Google and I are a really good fit. We both love Free Software: Google is a major user of and contributer to Open Source. From preexisting infrastructure like Python, Firefox, and the Linux kernel to releasing their own tools like Protocol Buffers and the Web Toolkit, they are walking and not just talking.
That goes for their motto "Don't be Evil", which means they don't do things like lock-in users: GMail allows exporting messages and contacts in standard formats. By contrast, after years of being a happy user of the Sidekick and collecting 450 contacts I recently upgraded to an Android G1 Dream. In order to transfer my contacts I had to write a program and hack them out--Sidekick had intentionally made it hard to leave their system. Google keeps their customers by remaining the best solution, not by trapping them.
Google's mission is to "organize the world's information and make it universally accessible and useful" and that's fundamentally something that I support. Besides web search which has transformed thought and memory itself, they are scanning the world's libraries, putting them online and making them searchable, plus scanning the Earth and its cities in 3D. Google has the tech muscle and the business model to turn childhood dreams of cyberspace into the real global cyborg mind of today.
Android, the Open Source cellphone operating system has a special place in this story. Phones are rapidly becoming our primary communication gateway, far more personal than the personal computer because we carry it with us everywhere. As they get smaller and we become more attached to them I believe they will become part of us, incorporated figuratively and ultimately literally. It's crucial that these devices be Open Source so that they can be trusted as part of ourselves, and we can alter them to our own ends.

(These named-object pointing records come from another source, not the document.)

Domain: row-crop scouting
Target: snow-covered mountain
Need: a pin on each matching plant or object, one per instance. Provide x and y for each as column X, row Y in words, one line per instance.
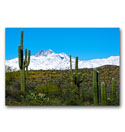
column 48, row 60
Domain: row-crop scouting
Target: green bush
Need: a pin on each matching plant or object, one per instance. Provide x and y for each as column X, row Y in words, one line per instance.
column 48, row 89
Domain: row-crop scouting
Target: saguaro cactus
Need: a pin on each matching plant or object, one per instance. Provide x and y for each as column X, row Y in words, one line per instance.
column 96, row 87
column 23, row 63
column 113, row 89
column 103, row 94
column 76, row 78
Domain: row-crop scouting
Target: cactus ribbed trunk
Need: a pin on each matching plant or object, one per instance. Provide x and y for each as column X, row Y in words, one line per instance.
column 113, row 89
column 22, row 74
column 23, row 63
column 70, row 64
column 76, row 65
column 103, row 94
column 96, row 87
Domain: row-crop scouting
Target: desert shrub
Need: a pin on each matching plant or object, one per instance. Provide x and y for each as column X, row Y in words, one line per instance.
column 13, row 90
column 48, row 89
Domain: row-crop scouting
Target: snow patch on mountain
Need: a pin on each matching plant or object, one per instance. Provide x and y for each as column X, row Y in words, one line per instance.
column 48, row 60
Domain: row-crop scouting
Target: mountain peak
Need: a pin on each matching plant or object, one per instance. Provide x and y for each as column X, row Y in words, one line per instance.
column 43, row 53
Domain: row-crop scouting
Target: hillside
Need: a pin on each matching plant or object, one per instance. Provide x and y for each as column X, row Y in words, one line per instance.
column 59, row 82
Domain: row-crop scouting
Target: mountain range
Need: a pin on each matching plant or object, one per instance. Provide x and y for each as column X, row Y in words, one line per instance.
column 48, row 60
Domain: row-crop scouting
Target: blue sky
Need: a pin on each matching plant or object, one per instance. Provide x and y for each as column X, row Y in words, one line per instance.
column 86, row 43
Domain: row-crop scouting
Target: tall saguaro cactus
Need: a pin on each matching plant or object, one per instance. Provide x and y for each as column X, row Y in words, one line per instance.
column 96, row 87
column 113, row 89
column 76, row 78
column 103, row 94
column 23, row 63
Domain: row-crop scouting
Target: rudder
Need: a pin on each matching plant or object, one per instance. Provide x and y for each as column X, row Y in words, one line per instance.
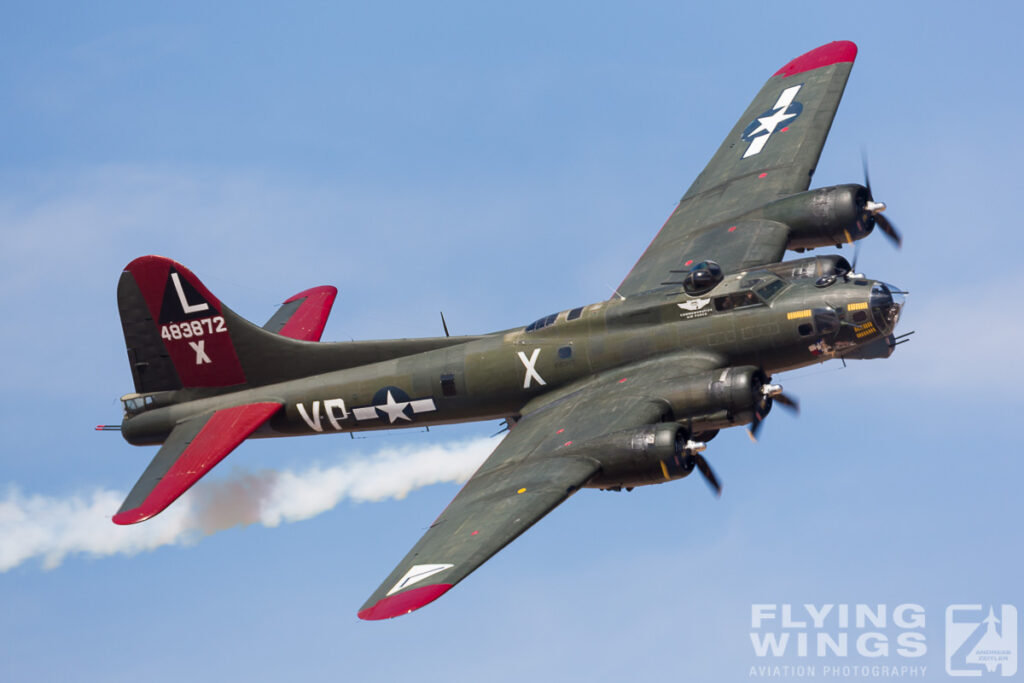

How does this effect my art career and the Electric Sheep? I was clear to Google that I am going to continue working on the Sheep on my own time and with my own equipment, and they are fine with that. In fact they are big fans and quite supportive. This does not mean that we are working on a Google version of the screensaver based on their servers; intriguing as that possibility may be (hint: they have a lot of servers and bandwidth). It does mean that I'll have less time for the project, but that's how things were for most of its history, and since this is more of a team effort than ever, I fully expect the ball to keep rolling and growing.